Von schlecht hören bis taub, von schlecht sehen bis blind, von leichter Blasenschwäche bis komplette schwerste Inkontinenz – ich sehe, höre oder erlebe hier drei vergleichbare Dinge und keinerlei Grund für unterschiedliche Gewichtungen. Mal sind Medikamente möglich bis nötig, mal können OPs helfen, ohne viel zu riskieren. Aber in den meisten Fällen helfen einfache Hilfsmittel, die so auch am häufigsten Anwendung finden, am verbreitesten sind, egal ob Brille, Kontaktlinsen, Hörgeräte oder div. Arten von Windeln (Einlagen, Vorlagen, Pants, Inkoslips). Das betrifft alle Gesellschaftsschichten und Altersklassen!

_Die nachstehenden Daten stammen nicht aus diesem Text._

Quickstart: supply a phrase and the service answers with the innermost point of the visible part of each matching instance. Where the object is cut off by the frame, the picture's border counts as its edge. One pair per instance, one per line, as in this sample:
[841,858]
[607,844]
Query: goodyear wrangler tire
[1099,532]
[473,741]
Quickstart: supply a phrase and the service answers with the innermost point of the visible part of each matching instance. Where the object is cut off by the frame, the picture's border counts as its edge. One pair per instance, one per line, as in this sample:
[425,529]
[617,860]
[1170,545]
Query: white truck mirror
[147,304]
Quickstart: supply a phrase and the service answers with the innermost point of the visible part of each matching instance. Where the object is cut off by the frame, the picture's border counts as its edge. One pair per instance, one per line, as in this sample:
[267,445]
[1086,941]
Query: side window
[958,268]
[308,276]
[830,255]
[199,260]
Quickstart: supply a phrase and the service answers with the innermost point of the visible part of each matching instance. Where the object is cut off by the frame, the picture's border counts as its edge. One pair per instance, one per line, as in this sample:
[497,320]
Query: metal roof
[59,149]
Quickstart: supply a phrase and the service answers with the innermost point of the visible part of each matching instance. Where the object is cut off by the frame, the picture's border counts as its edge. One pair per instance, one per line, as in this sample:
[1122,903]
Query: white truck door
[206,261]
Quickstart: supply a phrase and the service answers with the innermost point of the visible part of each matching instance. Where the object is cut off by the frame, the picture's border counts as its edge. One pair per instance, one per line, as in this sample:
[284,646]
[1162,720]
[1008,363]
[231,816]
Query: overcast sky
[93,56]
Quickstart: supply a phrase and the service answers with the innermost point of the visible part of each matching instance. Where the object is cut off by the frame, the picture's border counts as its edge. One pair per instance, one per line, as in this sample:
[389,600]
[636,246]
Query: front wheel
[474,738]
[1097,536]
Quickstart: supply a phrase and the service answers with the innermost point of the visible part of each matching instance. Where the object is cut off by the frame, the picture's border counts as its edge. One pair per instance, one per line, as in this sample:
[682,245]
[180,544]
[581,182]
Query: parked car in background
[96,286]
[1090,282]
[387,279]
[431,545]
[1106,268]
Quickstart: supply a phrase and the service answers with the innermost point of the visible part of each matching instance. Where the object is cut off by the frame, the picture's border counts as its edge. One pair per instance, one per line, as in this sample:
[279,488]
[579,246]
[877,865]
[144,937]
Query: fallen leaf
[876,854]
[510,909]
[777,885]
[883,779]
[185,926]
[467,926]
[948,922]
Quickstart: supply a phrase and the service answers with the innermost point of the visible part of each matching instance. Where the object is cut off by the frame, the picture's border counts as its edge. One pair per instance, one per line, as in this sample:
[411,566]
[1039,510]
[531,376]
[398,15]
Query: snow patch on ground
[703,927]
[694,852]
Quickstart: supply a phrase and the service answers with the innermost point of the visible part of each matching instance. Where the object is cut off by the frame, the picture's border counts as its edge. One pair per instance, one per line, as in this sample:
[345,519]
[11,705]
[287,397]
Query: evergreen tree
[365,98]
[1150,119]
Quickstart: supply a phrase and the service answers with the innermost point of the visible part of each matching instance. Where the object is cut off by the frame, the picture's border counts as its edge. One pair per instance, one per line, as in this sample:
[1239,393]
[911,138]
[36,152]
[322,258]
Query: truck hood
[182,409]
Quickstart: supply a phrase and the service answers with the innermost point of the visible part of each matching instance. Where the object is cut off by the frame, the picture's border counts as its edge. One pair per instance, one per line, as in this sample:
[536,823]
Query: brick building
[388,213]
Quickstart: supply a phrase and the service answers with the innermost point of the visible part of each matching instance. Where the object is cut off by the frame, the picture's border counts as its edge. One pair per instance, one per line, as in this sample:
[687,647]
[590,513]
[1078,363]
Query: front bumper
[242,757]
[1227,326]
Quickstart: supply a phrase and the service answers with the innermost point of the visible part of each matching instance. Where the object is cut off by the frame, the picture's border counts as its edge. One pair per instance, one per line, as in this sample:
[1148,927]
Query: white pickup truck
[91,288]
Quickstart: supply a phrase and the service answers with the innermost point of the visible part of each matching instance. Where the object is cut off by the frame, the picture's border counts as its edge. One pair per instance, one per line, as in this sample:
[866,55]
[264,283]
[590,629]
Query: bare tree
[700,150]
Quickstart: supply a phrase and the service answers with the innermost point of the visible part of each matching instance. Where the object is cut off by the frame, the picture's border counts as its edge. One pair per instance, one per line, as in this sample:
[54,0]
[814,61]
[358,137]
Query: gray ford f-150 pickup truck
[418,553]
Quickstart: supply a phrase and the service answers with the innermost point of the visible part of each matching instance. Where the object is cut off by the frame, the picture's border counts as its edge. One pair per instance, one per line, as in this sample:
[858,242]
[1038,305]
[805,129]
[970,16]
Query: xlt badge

Warum also nicht mit gleichem Selbstverständnis anwenden, vorleben, nachvollziehen uvm.? Wohl weil es nicht so objektiv, neutral und gelassen in der Gesellschaft dargestellt und gelebt wird. Warum ich die Aktionen, Statements und Hashtags #incontinencepride, #wewearbecausewecare und #iwearbecauseicare hier und bei Twitter trotz der schon arg normalisierenden, frech-freien Art so mag und irgendwie auch unterstütze, daran Anschluss finde?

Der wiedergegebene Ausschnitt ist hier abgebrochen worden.